Support proposal : Nvidia's Music Flamingo (AudioFlamingo3ForConditionalGeneration)

### Model Support Request: Music Flamingo

* **HF Link:** [nvidia/music-flamingo-hf](https://huggingface.co/nvidia/music-flamingo-hf)
* **Architecture:** `AudioFlamingo3ForConditionalGeneration`
* **Backbone Components:**
* - **Audio Tower:** Whisper-v3 Large (32 layers, **128 mel bins**)
* - **Language Model:** Qwen2 (28 layers)
* - **Projector:** Two-layer MLP (Linear + GELU + Linear)

### Potential Support : Audio Flamingo

> No tested, but potentially strict similar architecture.

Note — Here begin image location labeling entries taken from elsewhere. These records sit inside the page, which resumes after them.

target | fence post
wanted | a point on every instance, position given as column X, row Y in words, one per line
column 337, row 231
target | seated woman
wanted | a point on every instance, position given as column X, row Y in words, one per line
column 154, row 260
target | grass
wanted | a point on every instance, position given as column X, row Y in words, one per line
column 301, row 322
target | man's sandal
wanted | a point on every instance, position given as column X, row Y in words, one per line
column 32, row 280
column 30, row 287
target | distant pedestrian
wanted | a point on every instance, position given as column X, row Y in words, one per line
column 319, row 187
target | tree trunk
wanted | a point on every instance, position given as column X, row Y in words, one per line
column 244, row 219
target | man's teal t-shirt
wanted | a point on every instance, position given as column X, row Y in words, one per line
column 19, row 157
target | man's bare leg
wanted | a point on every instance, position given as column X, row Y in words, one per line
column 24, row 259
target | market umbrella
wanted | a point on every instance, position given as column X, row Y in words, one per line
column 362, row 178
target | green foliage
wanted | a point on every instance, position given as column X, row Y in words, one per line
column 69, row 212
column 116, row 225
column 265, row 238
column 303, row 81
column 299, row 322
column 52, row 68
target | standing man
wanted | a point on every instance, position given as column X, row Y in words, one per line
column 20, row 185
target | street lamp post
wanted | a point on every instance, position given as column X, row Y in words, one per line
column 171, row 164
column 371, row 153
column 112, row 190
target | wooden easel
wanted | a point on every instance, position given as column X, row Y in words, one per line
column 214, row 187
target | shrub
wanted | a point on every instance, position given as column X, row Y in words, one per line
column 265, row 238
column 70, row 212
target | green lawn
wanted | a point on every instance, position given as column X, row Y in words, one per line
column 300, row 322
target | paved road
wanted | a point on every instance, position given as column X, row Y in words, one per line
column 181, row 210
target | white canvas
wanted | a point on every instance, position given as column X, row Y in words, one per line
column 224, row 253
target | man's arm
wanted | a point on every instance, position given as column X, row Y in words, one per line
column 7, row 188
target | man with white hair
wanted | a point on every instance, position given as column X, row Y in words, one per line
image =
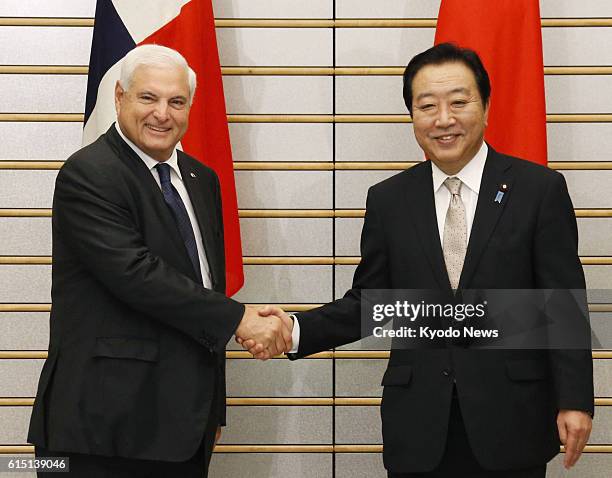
column 134, row 383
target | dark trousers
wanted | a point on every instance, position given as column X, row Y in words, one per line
column 459, row 461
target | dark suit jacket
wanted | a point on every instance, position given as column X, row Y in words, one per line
column 137, row 346
column 509, row 399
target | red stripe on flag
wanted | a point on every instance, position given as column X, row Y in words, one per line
column 192, row 34
column 507, row 36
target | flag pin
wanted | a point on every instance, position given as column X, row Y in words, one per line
column 500, row 194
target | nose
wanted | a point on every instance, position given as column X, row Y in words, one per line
column 445, row 118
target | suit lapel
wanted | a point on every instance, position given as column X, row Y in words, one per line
column 145, row 178
column 496, row 173
column 204, row 206
column 420, row 200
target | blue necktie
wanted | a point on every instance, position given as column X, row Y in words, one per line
column 176, row 205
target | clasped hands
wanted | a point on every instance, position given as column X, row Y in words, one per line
column 265, row 331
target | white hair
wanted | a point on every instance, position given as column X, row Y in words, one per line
column 156, row 56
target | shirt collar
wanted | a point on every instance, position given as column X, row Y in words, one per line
column 470, row 175
column 148, row 160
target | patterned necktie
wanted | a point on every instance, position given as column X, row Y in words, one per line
column 454, row 243
column 176, row 205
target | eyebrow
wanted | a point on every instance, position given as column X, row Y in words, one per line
column 454, row 90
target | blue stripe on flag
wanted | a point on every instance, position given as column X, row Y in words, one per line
column 111, row 42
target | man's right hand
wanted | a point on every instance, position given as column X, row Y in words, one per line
column 267, row 334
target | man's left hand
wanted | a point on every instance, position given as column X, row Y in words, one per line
column 574, row 430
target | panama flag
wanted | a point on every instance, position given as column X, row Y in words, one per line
column 188, row 27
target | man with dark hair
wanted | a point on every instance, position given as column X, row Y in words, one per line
column 469, row 218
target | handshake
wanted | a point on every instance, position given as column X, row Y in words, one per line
column 265, row 331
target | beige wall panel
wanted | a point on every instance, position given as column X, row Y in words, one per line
column 360, row 465
column 39, row 141
column 352, row 186
column 591, row 465
column 25, row 236
column 19, row 378
column 396, row 46
column 598, row 277
column 589, row 189
column 602, row 426
column 383, row 94
column 344, row 279
column 395, row 142
column 273, row 9
column 578, row 94
column 42, row 93
column 279, row 378
column 572, row 8
column 285, row 284
column 26, row 188
column 348, row 235
column 359, row 377
column 376, row 142
column 594, row 236
column 25, row 283
column 283, row 189
column 284, row 236
column 282, row 141
column 36, row 8
column 287, row 425
column 15, row 422
column 278, row 94
column 369, row 95
column 245, row 378
column 358, row 425
column 292, row 425
column 271, row 465
column 577, row 46
column 274, row 46
column 24, row 330
column 579, row 141
column 45, row 45
column 387, row 9
column 380, row 46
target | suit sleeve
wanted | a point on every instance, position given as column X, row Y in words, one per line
column 91, row 214
column 339, row 322
column 557, row 266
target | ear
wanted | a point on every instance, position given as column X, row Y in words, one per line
column 119, row 93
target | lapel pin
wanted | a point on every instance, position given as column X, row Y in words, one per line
column 500, row 193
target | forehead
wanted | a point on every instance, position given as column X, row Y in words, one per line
column 160, row 78
column 443, row 78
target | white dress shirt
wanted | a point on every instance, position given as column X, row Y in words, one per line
column 470, row 176
column 177, row 181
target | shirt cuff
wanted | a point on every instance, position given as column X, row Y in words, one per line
column 295, row 334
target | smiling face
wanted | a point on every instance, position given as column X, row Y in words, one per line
column 154, row 112
column 449, row 118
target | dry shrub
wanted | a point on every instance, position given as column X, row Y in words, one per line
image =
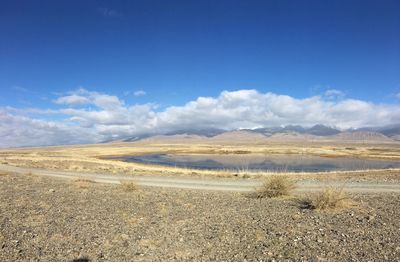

* **HF Link:** [nvidia/audio-flamingo-3-hf](https://huggingface.co/nvidia/audio-flamingo-3-hf)
* **Architecture:** `AudioFlamingo3ForConditionalGeneration`
* **Thinking mode:**
* - **LoRA:** [non_lora_trainables.bin](https://huggingface.co/nvidia/audio-flamingo-3-hf/blob/main/think/non_lora_trainables.bin)
* - **Adapter:** [adapter_model.safetensors](https://huggingface.co/nvidia/audio-flamingo-3-hf/resolve/main/think/adapter_model.safetensors?download=true)
* - Available in `think` subfolder of the hub

> After understanding details, LoRA can be set on model in convert. Wonderful!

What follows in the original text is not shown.